Título: Comportamento da inflação volta a inspirar cuidados
Autor:
Fonte: Valor Econômico, 25/09/2012, Opinião, p. A12

Existem motivos reais de preocupação com a inflação no Brasil? O ministro da Fazenda, Guido Mantega, garante, taxativamente, que não. Os especialistas em preços alertam para o comportamento dos alimentos - de novo - e preveem que o país não conseguirá fechar o ano dentro da meta.

Em périplo pela Europa na semana passada, Mantega disse e repetiu que não vê o processo inflacionário no Brasil com preocupação tanto em 2012 quanto em 2013. Mantega explicou que, diante de medidas tomadas pelo governo, como a redução do preço da energia elétrica e o corte da alíquota do IPI para bens duráveis, a expectativa é que a inflação se mantenha comportada. "A tendência é que a inflação seja mais benigna e não se eleve. Não será preocupante no próximo ano."

Essa avaliação de mais longo prazo poderá ser confirmada se, de fato, as decisões governamentais recentes cortarem o chamado custo Brasil, em especial no que se refere ao preço da energia e ao peso de impostos e tributos, e não surgirem novas pressões da parte dos alimentos.
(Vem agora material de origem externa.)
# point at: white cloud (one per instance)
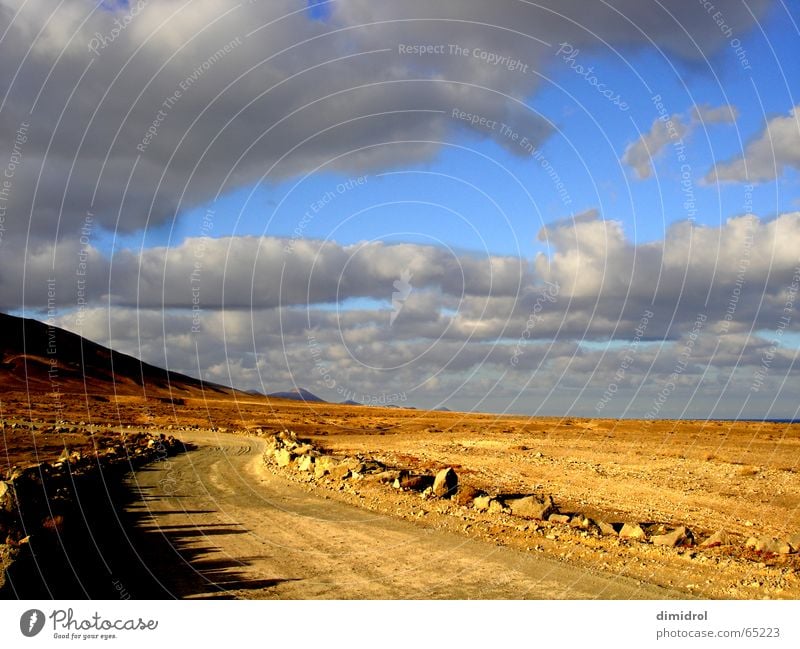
(726, 114)
(640, 154)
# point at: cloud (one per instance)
(767, 155)
(639, 155)
(183, 102)
(705, 114)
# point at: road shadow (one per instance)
(111, 546)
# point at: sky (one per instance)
(554, 208)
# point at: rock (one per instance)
(326, 462)
(339, 472)
(355, 465)
(632, 531)
(414, 482)
(6, 497)
(562, 519)
(305, 463)
(717, 538)
(581, 522)
(532, 507)
(606, 529)
(445, 483)
(466, 495)
(769, 544)
(384, 477)
(497, 507)
(481, 503)
(283, 457)
(680, 536)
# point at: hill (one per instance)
(37, 357)
(297, 394)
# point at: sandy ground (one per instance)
(739, 477)
(247, 533)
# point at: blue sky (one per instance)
(359, 204)
(511, 196)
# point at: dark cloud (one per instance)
(175, 103)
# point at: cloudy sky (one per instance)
(562, 207)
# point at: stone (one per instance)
(466, 495)
(384, 477)
(562, 519)
(769, 544)
(680, 536)
(283, 458)
(606, 529)
(445, 483)
(481, 503)
(632, 531)
(339, 472)
(580, 521)
(720, 537)
(414, 482)
(326, 462)
(305, 463)
(532, 507)
(497, 507)
(6, 497)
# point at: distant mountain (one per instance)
(297, 394)
(37, 357)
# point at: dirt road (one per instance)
(213, 523)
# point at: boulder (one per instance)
(305, 463)
(606, 529)
(717, 538)
(680, 536)
(339, 472)
(466, 495)
(414, 482)
(6, 497)
(481, 503)
(384, 477)
(632, 531)
(561, 519)
(445, 483)
(531, 507)
(497, 507)
(581, 522)
(283, 457)
(769, 544)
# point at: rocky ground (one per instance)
(739, 479)
(702, 563)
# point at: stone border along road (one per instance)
(216, 522)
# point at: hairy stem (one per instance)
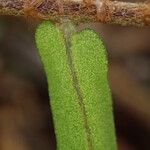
(105, 11)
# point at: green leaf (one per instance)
(78, 87)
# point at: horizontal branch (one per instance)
(111, 12)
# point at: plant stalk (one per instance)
(104, 11)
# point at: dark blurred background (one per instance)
(25, 117)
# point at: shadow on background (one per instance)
(25, 117)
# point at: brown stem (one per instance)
(111, 12)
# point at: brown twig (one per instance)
(111, 12)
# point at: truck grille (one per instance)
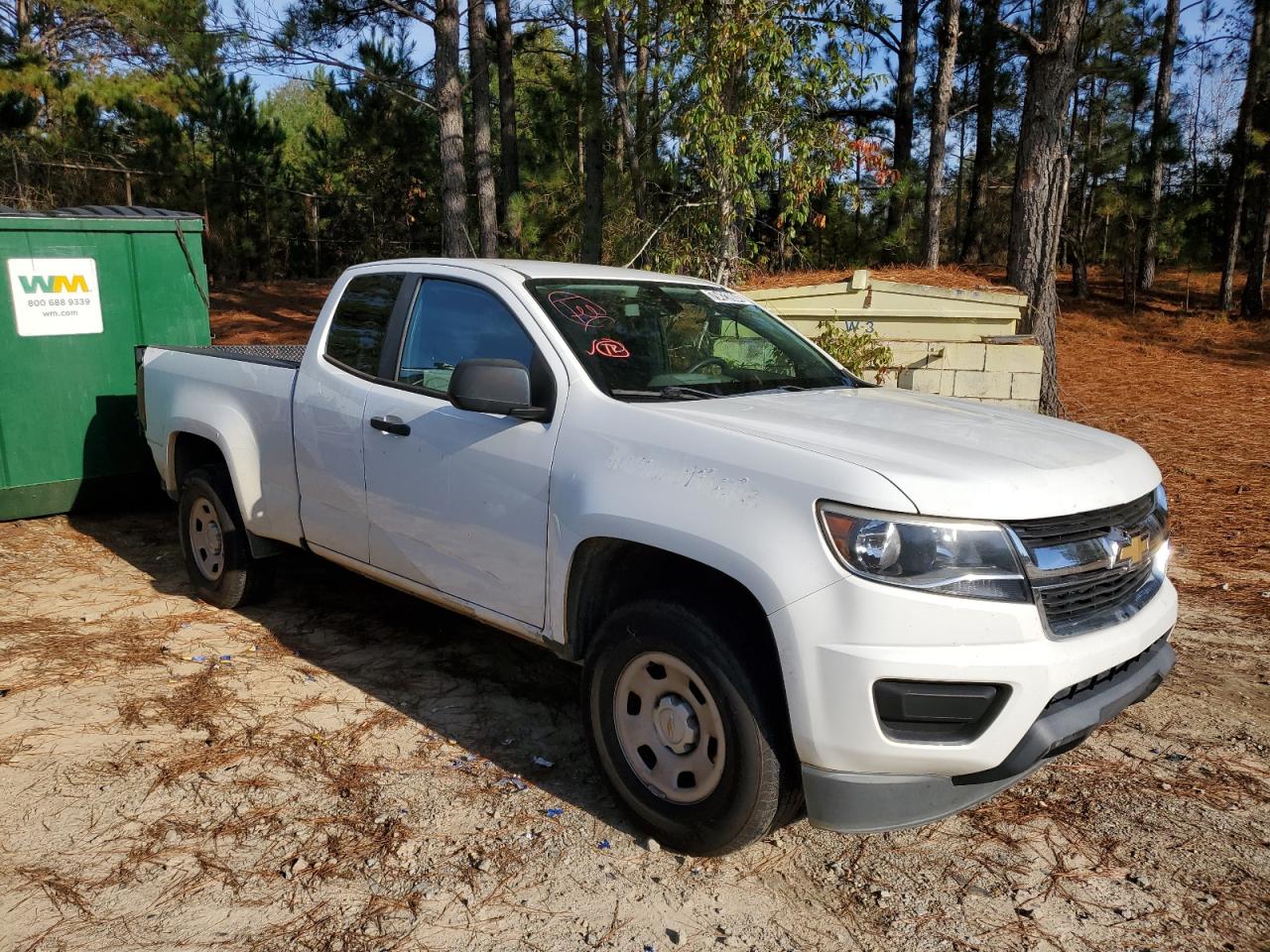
(1091, 594)
(1095, 569)
(1082, 526)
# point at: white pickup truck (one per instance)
(788, 589)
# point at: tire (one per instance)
(213, 540)
(722, 770)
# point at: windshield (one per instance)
(647, 339)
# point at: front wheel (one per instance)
(213, 540)
(691, 740)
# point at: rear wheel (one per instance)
(213, 540)
(691, 740)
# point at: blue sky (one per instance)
(881, 61)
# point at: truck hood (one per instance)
(951, 457)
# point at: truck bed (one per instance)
(276, 354)
(239, 399)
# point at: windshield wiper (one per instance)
(670, 393)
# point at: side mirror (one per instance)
(490, 386)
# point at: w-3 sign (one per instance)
(55, 296)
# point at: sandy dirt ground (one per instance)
(347, 769)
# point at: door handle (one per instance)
(391, 424)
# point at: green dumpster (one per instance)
(81, 289)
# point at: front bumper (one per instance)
(869, 802)
(834, 644)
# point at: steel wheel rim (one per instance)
(670, 728)
(206, 538)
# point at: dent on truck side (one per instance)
(737, 504)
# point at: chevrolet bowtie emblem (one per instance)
(1127, 548)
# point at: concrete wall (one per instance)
(1002, 371)
(945, 340)
(897, 311)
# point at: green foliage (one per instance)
(302, 109)
(753, 81)
(858, 350)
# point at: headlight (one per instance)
(943, 556)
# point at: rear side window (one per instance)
(361, 321)
(454, 321)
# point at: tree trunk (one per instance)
(486, 198)
(617, 70)
(640, 76)
(593, 107)
(449, 112)
(1159, 131)
(906, 86)
(1040, 179)
(1236, 186)
(984, 117)
(1252, 302)
(949, 33)
(509, 150)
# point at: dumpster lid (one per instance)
(96, 211)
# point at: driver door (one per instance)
(457, 500)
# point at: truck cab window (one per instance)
(452, 322)
(361, 321)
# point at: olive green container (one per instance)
(81, 287)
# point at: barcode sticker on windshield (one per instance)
(725, 298)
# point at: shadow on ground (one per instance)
(498, 697)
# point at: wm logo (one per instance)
(54, 284)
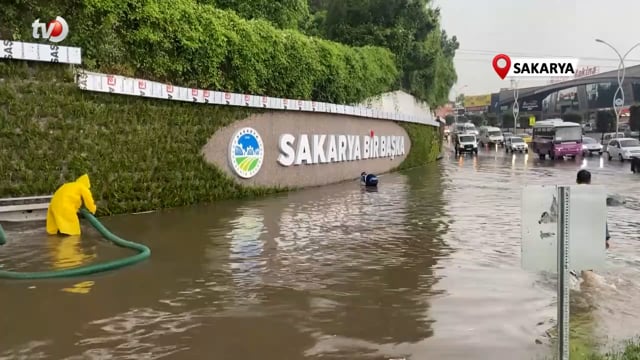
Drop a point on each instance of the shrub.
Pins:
(426, 145)
(141, 154)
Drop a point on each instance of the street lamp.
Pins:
(516, 107)
(617, 105)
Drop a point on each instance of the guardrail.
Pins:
(20, 209)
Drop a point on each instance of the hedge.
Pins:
(142, 154)
(197, 45)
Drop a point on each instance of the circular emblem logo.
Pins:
(246, 152)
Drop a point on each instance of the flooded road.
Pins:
(428, 267)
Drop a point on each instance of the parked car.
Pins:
(515, 143)
(623, 148)
(590, 146)
(606, 138)
(491, 135)
(466, 143)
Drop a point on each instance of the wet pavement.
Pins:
(427, 267)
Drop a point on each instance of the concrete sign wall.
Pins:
(306, 149)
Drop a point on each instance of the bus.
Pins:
(557, 138)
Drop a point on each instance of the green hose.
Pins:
(144, 253)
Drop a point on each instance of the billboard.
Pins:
(477, 100)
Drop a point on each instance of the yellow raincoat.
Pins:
(62, 215)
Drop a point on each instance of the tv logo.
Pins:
(506, 66)
(55, 31)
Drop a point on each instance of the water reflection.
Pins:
(246, 246)
(427, 267)
(66, 251)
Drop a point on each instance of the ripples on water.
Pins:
(426, 267)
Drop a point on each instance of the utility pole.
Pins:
(618, 103)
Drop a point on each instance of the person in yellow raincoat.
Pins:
(62, 215)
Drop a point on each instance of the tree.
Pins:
(285, 14)
(409, 28)
(449, 119)
(572, 116)
(605, 121)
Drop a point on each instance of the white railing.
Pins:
(122, 85)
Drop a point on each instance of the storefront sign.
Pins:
(324, 149)
(530, 105)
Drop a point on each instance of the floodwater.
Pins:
(428, 267)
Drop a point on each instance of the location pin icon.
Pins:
(502, 71)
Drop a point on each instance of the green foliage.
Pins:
(605, 121)
(141, 154)
(285, 14)
(572, 116)
(409, 28)
(634, 117)
(192, 44)
(426, 145)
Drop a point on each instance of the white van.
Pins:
(491, 135)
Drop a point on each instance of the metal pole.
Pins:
(617, 106)
(516, 108)
(563, 272)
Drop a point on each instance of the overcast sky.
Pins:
(536, 28)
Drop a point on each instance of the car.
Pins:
(632, 133)
(466, 143)
(590, 146)
(515, 143)
(606, 138)
(623, 148)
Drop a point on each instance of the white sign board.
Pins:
(587, 227)
(122, 85)
(18, 50)
(324, 149)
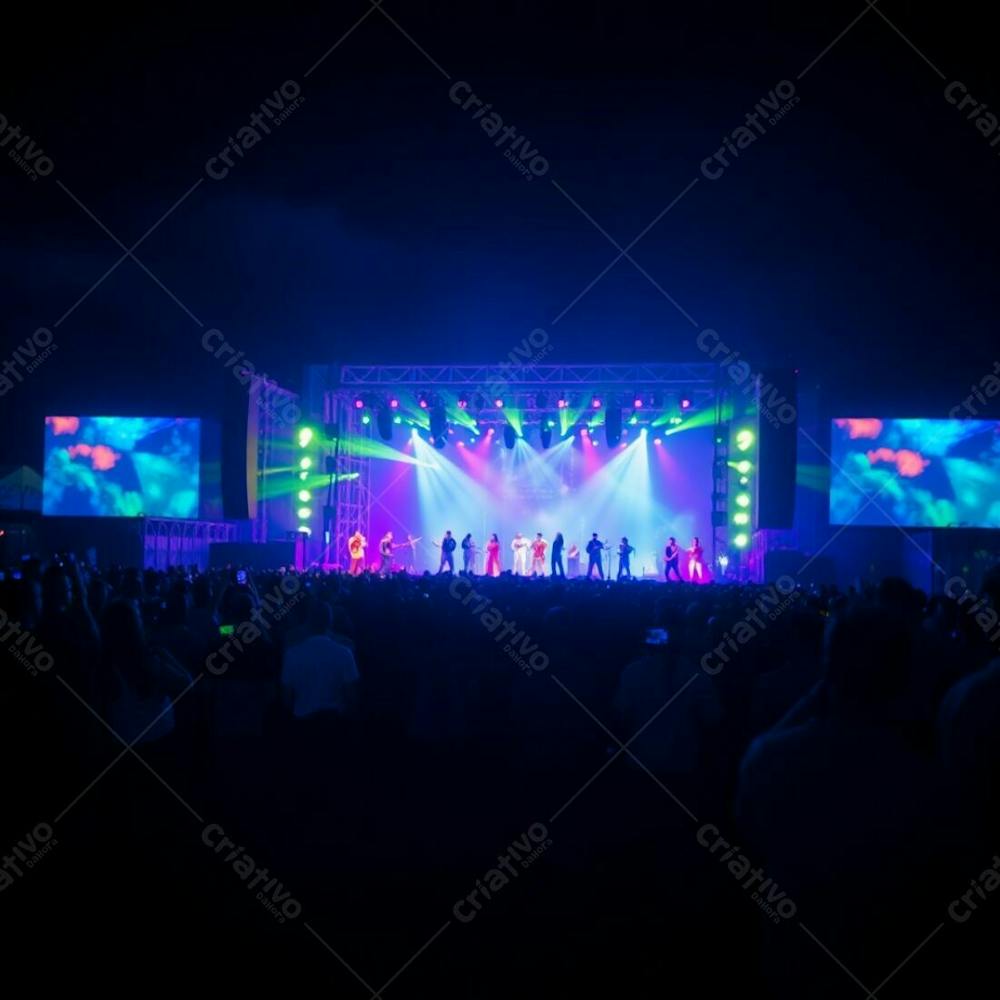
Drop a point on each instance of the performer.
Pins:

A curto prazo, porém, o cenário parece menos favorável do que o desenhado por Mantega.

Impressões colhidas pela jornalista Claudia Safatle e publicadas em sua coluna no Valor de sexta-feira indicam que o governo brasileiro admite que a inflação, este ano, poderá ficar próxima dos 5,30% que o mercado prevê - por causa do choque das commodities -, mas conta com um Índice Nacional de Preços ao Consumidor, o IPCA (o termômetro oficial da variação dos preços no Brasil) abaixo de 5% para o ano que vem. A variação do IPCA-15 (que antecipa a tendência do IPCA) de 0,48% em setembro veio acima do que esperava o governo. O entendimento, porém, é que o maior peso do aumento dos preços internacionais das commodities agrícolas concentrou-se no índice deste mês. Em outubro ele deve vir menor.

No balanço de riscos da inflação, a nova rodada de expansão monetária patrocinada pelo banco central americano (o Fed) pode ser fonte de pressão nos próximos meses, mas uma desaceleração mais acentuada da China poderia neutralizar ao menos parcialmente essas forças. Chama a atenção de Brasília a queda dos preços do minério de ferro, que afeta de forma muito negativa os resultados da balança comercial, mas ajudará os preços no mercado interno.

Para o próximo ano, devem ter efeito positivo outros aliados no combate à inflação além da já anunciada redução das tarifas de energia. O governo pretende promover uma desindexação das tarifas de energia elétrica. Até o fim do ano, será definida uma forma de reduzir o peso do IPCA e do IGP-M nos contratos do setor. A principal mudança dirá respeito aos contratos das empresas geradoras com as distribuidoras, que desde 2004 são regidos pelo IPCA. A partir da virada do ano, quando vence um grande lote de contratos de comercialização da energia, a correção automática pelo IPCA deve ser substituída por uma cesta de índices. O governo quer reduzir a influência do IGP-M e do IPCA na determinação dos preços da energia para enfraquecer o ciclo da inércia inflacionária, que leva a inflação de amanhã a reproduzir a inflação de ontem.

Essa expectativa mais otimista pode valer, lembram os especialistas, para o próximo ano. Nos próximos meses, o panorama é diferente. Para o mercado financeiro, o novo sinal de alerta sobre a inflação veio do detalhamento do IPCA-15, divulgado na semana passada pelo IBGE. Uma das razões de preocupação é o impacto atrasado do aumento das cotações dos grãos (especialmente do milho, por causa da seca nos EUA) sobre os preços das carnes. A expectativa é que persistam essas pressões nos próximos meses. A tendência para grande parte dos alimentos in natura é de recuo, mas a forte alta esperada para as carnes deve anular esse efeito.

Além de alimentos, os especialistas observam que há pressão inflacionária em outros segmentos. Calcula-se que o índice de difusão da inflação - ou seja, o percentual de produtos com preços maiores - passou de 65,9% em agosto para 68,7% em setembro. E um setor em que se percebe nitidamente essa tendência é o de serviços - esse grupo apresentou uma variação em 12 meses de 7,74% em setembro. A inflação acumulada em 12 meses pelo IPCA-15 recuou de 5,37% para 5,31% de agosto para setembro. O aumento de 1,20% acumulado neste terceiro trimestre, porém, já mostra preços mais pressionados do que no ano passado, quando a variação foi de 0,9%.